Moi, Jean Gabin - Goliarda Sapienza
"Se tenir toujours accroché au rêve, et défier jusqu'à la mort pour ne jamais le perdre."
Goliarda Sapienza est née en 1924 à Catane, en Sicile. Sa mère, syndicaliste et
journaliste, et son père avocat étaient des socialistes (mais de vrais socialistes,
pas la version édulcorée de 2012) et militants antifascistes. Ils avaient aussi
des enfants de leur précédente union formant ainsi une famille recomposée
avant l’heure, comme une très grande tribu.

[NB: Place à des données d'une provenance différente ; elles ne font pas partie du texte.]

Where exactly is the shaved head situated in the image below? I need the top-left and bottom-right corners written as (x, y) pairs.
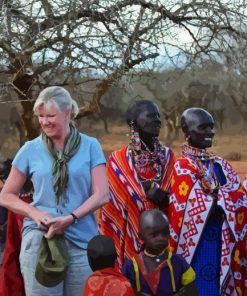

Croiser une voix authentique et vraiment nouvelle en littérature est un bonheur,
comme celle de cette petite fille qui se prend pour Jean Gabin. Dans ce livre
retraçant ses années d’enfance dans les ruelles animées de Catane, on
rencontre cette môme au grand cœur, avide de connaissances, modelant
son comportement et ses actions sur la famille de seigneurs dans laquelle
elle vit – modèles d’intégrité et de courage, n’abandonnant jamais la rébellion
contre la loi du plus fort - ses parents, son oncle et ses demi-frères qui ne
remplissent pas leur rôle de frères à moitié, au milieu de la répression et
des intimidations des fascistes au pouvoir.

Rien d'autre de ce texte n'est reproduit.